We would like to remind you that our column is based solely on our experiences as educators (more than 50 years combined). We received several emails from both advocates for and against team-taught classrooms. It’s interesting that all our responses came from teachers.

A few responses we received were from special education teachers who felt we “missed the mark.” They are involved in co-taught classes and mentioned classroom management, administrative assistance and parental support as the way to handle discipline problems.

After rereading the original question from the mother, we saw no mention of discipline issues. We understood “disruptions” as anything going on in the classroom that would cause a problem with her daughter’s concentration. This could have been anything.

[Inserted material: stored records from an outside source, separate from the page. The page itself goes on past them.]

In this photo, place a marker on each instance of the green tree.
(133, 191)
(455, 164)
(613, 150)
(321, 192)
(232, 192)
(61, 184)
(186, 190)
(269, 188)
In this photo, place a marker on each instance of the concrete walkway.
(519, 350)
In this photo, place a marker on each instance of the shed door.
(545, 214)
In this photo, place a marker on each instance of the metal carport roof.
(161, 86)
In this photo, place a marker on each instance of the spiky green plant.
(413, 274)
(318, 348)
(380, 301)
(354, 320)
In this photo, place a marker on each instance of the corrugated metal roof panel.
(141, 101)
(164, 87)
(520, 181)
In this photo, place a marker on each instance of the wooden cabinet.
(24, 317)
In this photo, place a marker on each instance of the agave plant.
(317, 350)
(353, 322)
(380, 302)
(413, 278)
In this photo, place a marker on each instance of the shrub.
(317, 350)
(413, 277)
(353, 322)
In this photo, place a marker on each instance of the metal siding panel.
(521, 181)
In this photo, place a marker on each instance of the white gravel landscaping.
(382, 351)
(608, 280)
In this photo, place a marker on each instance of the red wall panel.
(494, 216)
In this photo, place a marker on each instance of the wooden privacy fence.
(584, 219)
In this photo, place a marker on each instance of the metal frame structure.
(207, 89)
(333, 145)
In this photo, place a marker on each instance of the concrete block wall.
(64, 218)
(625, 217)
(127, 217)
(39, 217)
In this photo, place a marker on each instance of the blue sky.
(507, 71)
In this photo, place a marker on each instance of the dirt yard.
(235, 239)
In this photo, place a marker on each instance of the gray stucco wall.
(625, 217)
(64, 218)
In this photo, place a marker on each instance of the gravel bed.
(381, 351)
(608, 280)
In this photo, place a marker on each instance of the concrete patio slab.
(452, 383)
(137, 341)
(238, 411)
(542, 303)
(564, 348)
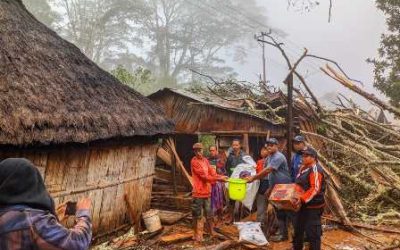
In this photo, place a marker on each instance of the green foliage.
(387, 66)
(166, 37)
(141, 79)
(42, 10)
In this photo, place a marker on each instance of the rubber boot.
(210, 227)
(195, 231)
(199, 230)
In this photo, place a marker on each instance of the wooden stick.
(179, 163)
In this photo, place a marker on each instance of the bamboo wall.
(105, 173)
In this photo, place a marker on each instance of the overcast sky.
(352, 36)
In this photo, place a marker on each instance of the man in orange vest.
(203, 177)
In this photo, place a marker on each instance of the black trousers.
(284, 218)
(308, 220)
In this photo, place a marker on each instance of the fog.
(352, 36)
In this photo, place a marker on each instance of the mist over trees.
(167, 37)
(387, 66)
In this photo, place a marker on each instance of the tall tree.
(185, 34)
(387, 65)
(165, 36)
(42, 10)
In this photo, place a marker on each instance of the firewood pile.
(360, 155)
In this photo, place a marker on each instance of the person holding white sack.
(247, 168)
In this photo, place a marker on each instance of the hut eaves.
(209, 99)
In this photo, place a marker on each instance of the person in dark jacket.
(299, 144)
(27, 214)
(308, 219)
(277, 169)
(235, 157)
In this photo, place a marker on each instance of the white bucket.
(152, 220)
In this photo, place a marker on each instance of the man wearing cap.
(235, 157)
(308, 219)
(278, 173)
(262, 189)
(203, 176)
(299, 144)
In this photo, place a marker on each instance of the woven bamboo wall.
(105, 173)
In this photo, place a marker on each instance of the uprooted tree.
(360, 155)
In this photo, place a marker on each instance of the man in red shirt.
(203, 176)
(261, 199)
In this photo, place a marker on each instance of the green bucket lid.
(237, 181)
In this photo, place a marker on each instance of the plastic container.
(152, 220)
(237, 189)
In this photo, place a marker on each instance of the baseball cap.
(197, 145)
(299, 138)
(273, 141)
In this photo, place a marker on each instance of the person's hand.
(296, 202)
(249, 179)
(224, 178)
(60, 211)
(84, 203)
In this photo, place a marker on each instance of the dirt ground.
(181, 234)
(332, 239)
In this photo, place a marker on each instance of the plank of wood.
(171, 217)
(370, 227)
(172, 238)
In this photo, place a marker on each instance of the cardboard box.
(283, 194)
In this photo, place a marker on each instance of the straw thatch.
(52, 93)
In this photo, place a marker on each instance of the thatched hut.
(88, 134)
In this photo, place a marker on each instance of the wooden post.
(173, 168)
(246, 143)
(289, 120)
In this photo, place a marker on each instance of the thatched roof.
(51, 93)
(209, 99)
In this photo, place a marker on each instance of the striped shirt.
(23, 228)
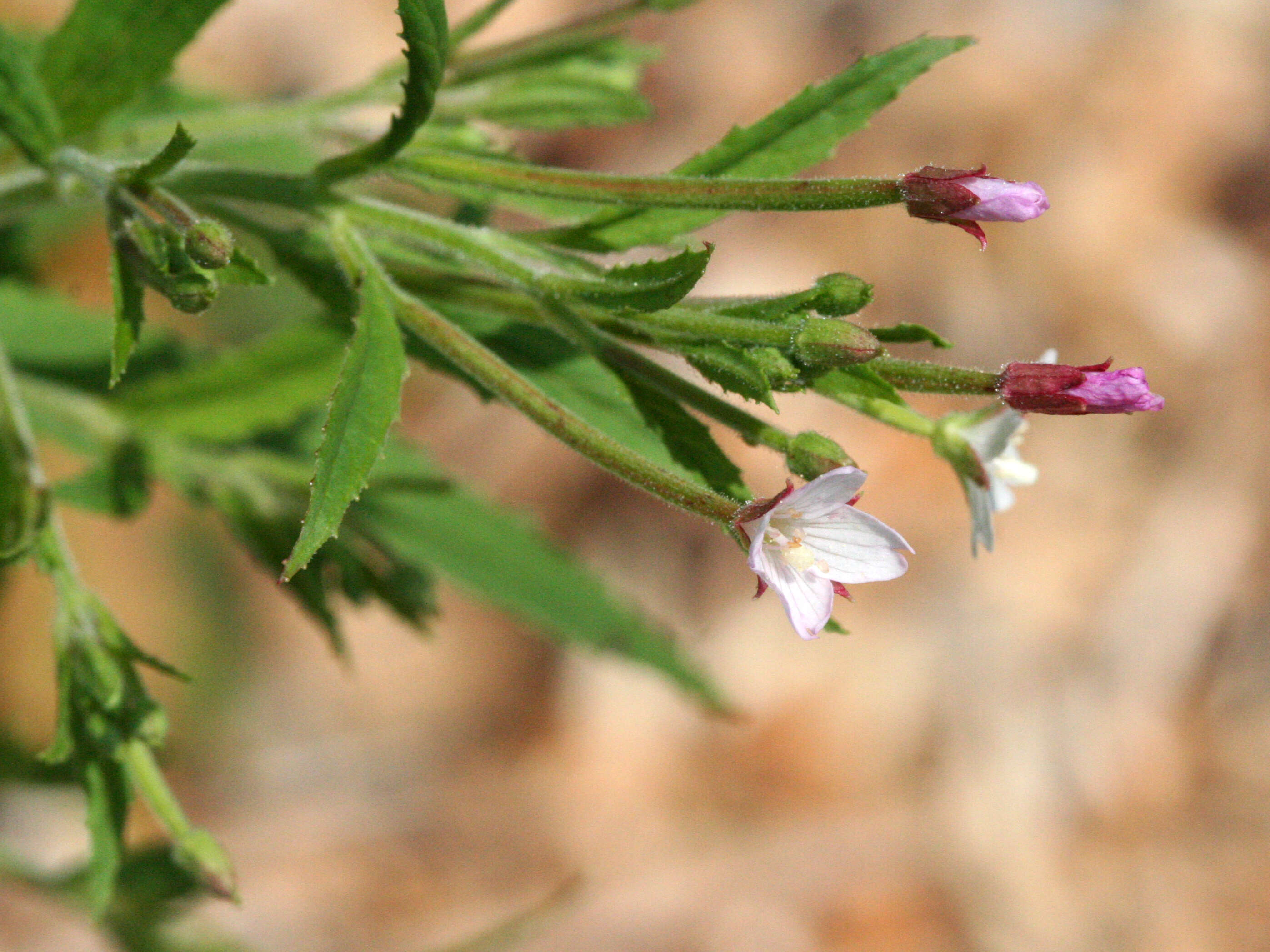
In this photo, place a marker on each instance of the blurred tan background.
(1063, 746)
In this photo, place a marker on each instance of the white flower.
(812, 543)
(995, 442)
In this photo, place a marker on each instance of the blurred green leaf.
(425, 30)
(645, 286)
(498, 556)
(129, 313)
(858, 381)
(107, 52)
(242, 391)
(27, 115)
(907, 333)
(165, 159)
(595, 87)
(733, 370)
(795, 136)
(365, 404)
(119, 485)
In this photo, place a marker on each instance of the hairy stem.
(655, 191)
(924, 378)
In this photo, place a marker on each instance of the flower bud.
(832, 343)
(210, 244)
(965, 197)
(780, 372)
(839, 295)
(812, 455)
(192, 294)
(199, 852)
(1063, 390)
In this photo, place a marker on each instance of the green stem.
(493, 374)
(619, 356)
(880, 409)
(925, 378)
(655, 191)
(691, 324)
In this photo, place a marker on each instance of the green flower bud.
(813, 455)
(840, 295)
(192, 292)
(210, 244)
(826, 343)
(780, 371)
(952, 444)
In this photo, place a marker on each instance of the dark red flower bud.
(1063, 390)
(965, 197)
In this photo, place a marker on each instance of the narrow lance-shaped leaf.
(364, 407)
(242, 391)
(129, 314)
(167, 159)
(597, 87)
(425, 30)
(795, 136)
(22, 490)
(647, 286)
(906, 333)
(498, 556)
(27, 114)
(108, 51)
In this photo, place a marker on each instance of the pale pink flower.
(810, 543)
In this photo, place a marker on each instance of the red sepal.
(1040, 388)
(760, 507)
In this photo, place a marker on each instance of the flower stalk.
(653, 191)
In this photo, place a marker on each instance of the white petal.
(991, 439)
(825, 494)
(855, 548)
(981, 516)
(1000, 495)
(808, 598)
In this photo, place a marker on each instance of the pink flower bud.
(1058, 389)
(965, 197)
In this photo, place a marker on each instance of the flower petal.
(855, 548)
(808, 598)
(825, 494)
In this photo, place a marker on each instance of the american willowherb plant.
(289, 437)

These teachers felt having special education students in regular classroom settings offered a positive experience for special needs students as well as regular education students. There were several mentions of the co-teaching paradigm, if appropriately practiced, being beneficial to all involved.

The replies we received from those in agreement with us must be teachers from schools where “appropriate practices” are not being followed.

Comments from these emails followed the line of teaching responsibilities not being equitable and the regular classroom teacher being responsible for helping all students, for which they felt they were not adequately trained or paid the stipend that those with special education training receive.

In these comments, there were several mentions of large class sizes.

The most prolific statement out off all we received was made by a very experienced regular classroom teacher who asked us two questions worth pondering: Why has the definition for “least restrictive environment” recently come to mean a large-sized classroom with two teachers, and isn’t it more humiliating for a special education student to be taken out of said classroom for testing purposes?